Todd Heisler/The New York Times
CONVERGENCE Shoppers navigate the intersection of Southern Boulevard, Boston Road and 174th Street, a business hub in Crotona Park East. New construction has replaced blight in many parts of the neighborhood.
After being eviscerated by highway projects, poverty, public health crises and crime, this square-mile South Bronx neighborhood took its final blow in the form of arson, both by tenants and landlords, which helped to reduce rows of tenements to rubble.
The ruined streets conjured fear when used as film locations, whether for horror movies (“Wolfen”) or police dramas (“Fort Apache the Bronx”). They also served as a different type of media backdrop when, 31 years ago this month, President Jimmy Carter paid a visit, describing the area as America’s “worst slum.”
In the intervening decades, much has changed.

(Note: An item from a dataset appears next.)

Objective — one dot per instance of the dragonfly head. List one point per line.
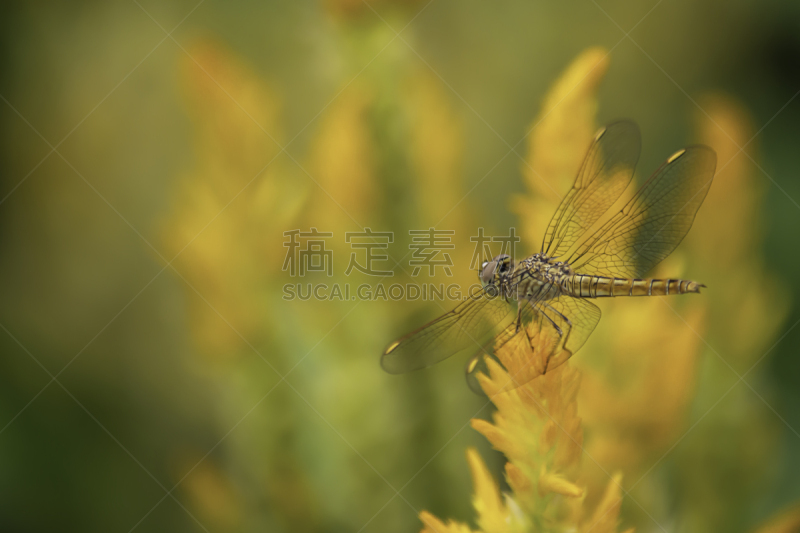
(494, 271)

Once-desolate lots now have housing, whether rebuilt two-families or luxury condominiums.
One lot that Mr. Carter visited is now the site of Interval Green and Louis Nine House, a $46 million complex with 173 moderately priced apartments, built with planted roofs and leafy courtyards by the nonprofit Women Housing and Economic Development Corporation. It is to open to renters next month.
Some new homes in the area make use of materials that are sensitive to Crotona high asthma rates. In fact, 28 new brick-and-stone two- and three-families with nontoxic rugs and paints built by the Blue Sea Development Company, won a city environmental award in September.